Transport Validation Helps Ensure Drug Stability for Ocean Container Shipments

Situation & Challenges

A leading pharmaceutical manufacturer needed assurance it could transport insulin via ocean containers and preserve the product’s stability, quality, and integrity. The company wanted to pilot pallet shipments of this temperature-sensitive product to South Asia using ocean freight. The pharmaceutical manufacturer contracted with Modality Solutions to conduct a risk assessment, facilitate performance qualification of the selected shipper, and develop a transport validation master plan to optimize their cold chain transport for this and other temperature-sensitive drug products.

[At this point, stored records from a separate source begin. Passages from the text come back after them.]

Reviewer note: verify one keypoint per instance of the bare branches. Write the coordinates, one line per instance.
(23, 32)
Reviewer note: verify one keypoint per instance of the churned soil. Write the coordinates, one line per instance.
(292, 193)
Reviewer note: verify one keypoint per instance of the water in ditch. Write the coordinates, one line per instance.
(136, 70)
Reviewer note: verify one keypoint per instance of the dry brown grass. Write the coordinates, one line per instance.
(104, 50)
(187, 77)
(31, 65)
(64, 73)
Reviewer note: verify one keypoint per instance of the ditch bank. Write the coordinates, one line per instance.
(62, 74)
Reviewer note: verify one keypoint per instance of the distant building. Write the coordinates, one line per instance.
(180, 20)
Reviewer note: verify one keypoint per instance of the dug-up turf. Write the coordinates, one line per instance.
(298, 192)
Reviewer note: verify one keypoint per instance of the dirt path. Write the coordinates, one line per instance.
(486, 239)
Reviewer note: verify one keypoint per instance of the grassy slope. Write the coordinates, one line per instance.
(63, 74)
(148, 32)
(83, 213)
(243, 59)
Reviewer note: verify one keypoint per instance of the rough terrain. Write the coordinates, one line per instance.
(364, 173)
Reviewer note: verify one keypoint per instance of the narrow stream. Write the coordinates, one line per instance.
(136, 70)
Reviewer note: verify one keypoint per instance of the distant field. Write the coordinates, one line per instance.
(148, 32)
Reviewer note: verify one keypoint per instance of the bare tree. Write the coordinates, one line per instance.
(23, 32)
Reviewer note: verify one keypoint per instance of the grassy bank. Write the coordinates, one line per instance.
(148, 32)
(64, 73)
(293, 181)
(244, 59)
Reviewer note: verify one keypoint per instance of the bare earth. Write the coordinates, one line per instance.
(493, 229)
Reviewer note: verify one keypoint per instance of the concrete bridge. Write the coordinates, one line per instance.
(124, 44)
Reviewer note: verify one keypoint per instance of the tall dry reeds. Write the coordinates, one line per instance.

Why BlueRidge Life Sciences

With industry-leading expertise in biopharmaceutical cold chain engineering and a proven track record of optimizing global cold chains for temperature-sensitive drugs, BlueRidge Life Sciences (BRLS) was the ideal partner for this engagement. BRLS engineers are highly experienced in conducting drug transport risk assessments and creating transport validation master plans for a wide range of therapeutics. The BRLS team could leverage its deep understanding of cold chain risks while shipping to a hot and humid climate (ICH Zone IV) using ocean freight. Our transport validation planning expertise would enable this pharmaceutical manufacturer to ship its insulin product with confidence.

Project Objectives

This engagement involved combining critical data and specifications essential for container qualification and transport validation, qualifying the ISO shipping container, and developing a master plan to mitigate potential risks.

BlueRidge Life Sciences was tasked with:

1. Conducting a risk assessment

2. Compiling a technical assessment of the manufacturer’s qualification process, testing data, and specifications to select the appropriately classed ISO container

3. Preparing a technical assessment of shipping temperature-sensitive drugs via ocean using protocols, data

   packages, and shipping validation reports

4. Creating a validation master plan based on identified risks and GDP/GMP regulations

5. Drafting a performance qualification protocol to test the chosen container

6. Overseeing the execution of the performance qualification

7. Reporting on qualification results.

The Solution

BlueRidge Life Sciences drew on its experience providing transport validation for controlled temperature drugs to assess the process, identify and mitigate risks, and help quantify container performance.

The Engineering Consulting Solutions project included these critical activities and deliverables:

• Created process maps for ocean shipping, monitoring, and control

• Conducted a risk assessment to identify and prioritize risks associated with ocean transport and developed risk mitigation strategies

• Compiled a technical assessment of vendor equipment testing data and specifications

• Reviewed the technical assessment to determine if ocean transport of insulin was viable

• Oversaw execution of a third-party ocean transport performance qualification for temperature-sensitive drugs

• Developed a product testing assessment and strategy to confirm drug chemical and physical stability in transit

• Created a validation master plan detailing the transportation approach, risks, vendor data, and expected results

The Results

BRLS conducted a comprehensive risk assessment and transport validation by evaluating equipment operational qualification data, test data, and vendor specifications. BRLS oversaw the successful qualification of the selected ISO container. They validated the ocean transport process for insulin and other temperature-sensitive drugs, enabling this pharmaceutical manufacturer to ship its products on the ocean confidently.